In fact, writes Grafton, the Internet will not bring us a universal library, much less
an encyclopedic record of human experience. None of the firms now
engaged in digitization projects claim that it will create anything of
the kind. The hype and rhetoric make it hard to grasp what Google and
Microsoft and their partner libraries are actually doing ...
Google and Microsoft pursue their own interests, in ways that they
think will generate income, and this has prompted a number of major
libraries to work with the Open Content Alliance, a nonprofit
book-digitizing venture. Many important books will remain untouched:
Google, for example, has no immediate plans to scan books from the
first couple of centuries of printing ... Other sectors of the world’s book production are not even catalogued
and accessible on site, much less available for digitization. The
materials from the poorest societies may not attract companies that
rely on subscriptions or on advertising for cash flow.

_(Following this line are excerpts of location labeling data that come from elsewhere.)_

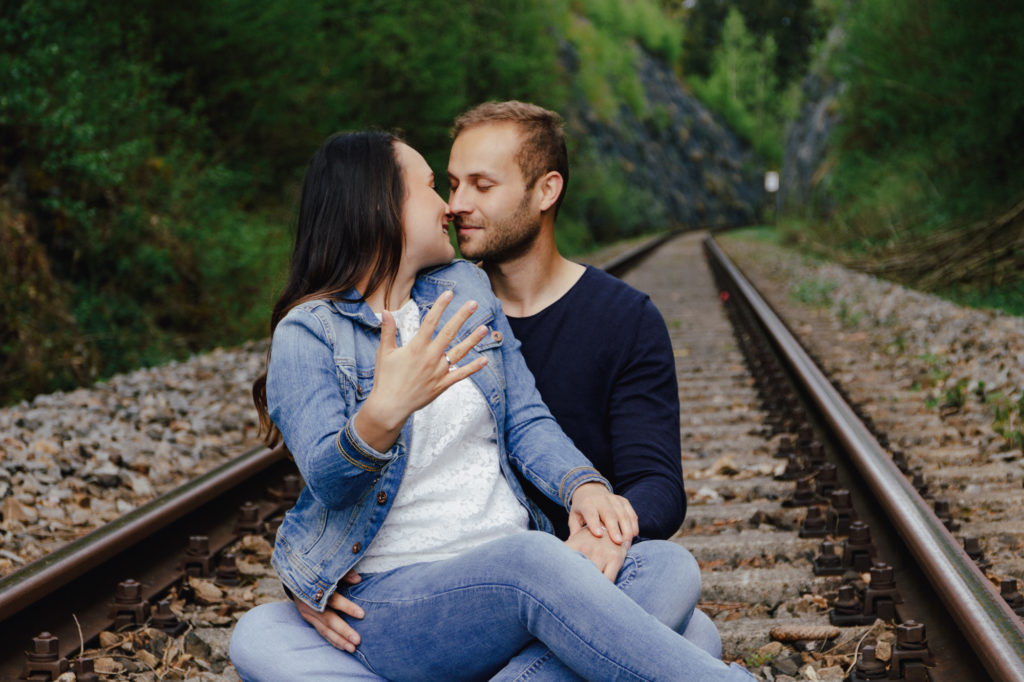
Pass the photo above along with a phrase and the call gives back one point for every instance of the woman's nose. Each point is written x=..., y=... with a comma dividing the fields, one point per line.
x=455, y=203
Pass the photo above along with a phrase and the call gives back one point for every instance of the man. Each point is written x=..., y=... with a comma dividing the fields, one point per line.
x=601, y=355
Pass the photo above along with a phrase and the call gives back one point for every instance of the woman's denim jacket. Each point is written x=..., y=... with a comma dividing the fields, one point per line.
x=322, y=370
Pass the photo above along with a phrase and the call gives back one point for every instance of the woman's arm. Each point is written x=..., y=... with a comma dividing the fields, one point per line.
x=409, y=378
x=312, y=408
x=339, y=444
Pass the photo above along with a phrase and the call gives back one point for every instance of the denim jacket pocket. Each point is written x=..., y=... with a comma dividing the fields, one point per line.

Closer to home Grafton also provides a concise and complimentary history of libraries from third millennium B.C. Mesopotamia to the present. The conclusion includes an encomium to libraries that might remind readers of the retardaire Nicholson Baker. But unlike Baker Grafton makes a case for libraries being an enduring participant in the research process, not the sole player:
For now and for the foreseeable future, any serious reader will have to know how to travel down two very different roads simultaneously. No one should avoid the broad, smooth, and open road that leads through the screen. But if you want to know what one of Coleridge’s annotated books or an early “Spider-Man” comic really looks and feels like, or if you just want to read one of those millions of books which are being digitized, you still have to do it the old way, and you will have to for decades to come.
Apart from the article, "Future reading: digitization and its discontents," there is a complementary online-only article with links to many of the web resources cited in the article.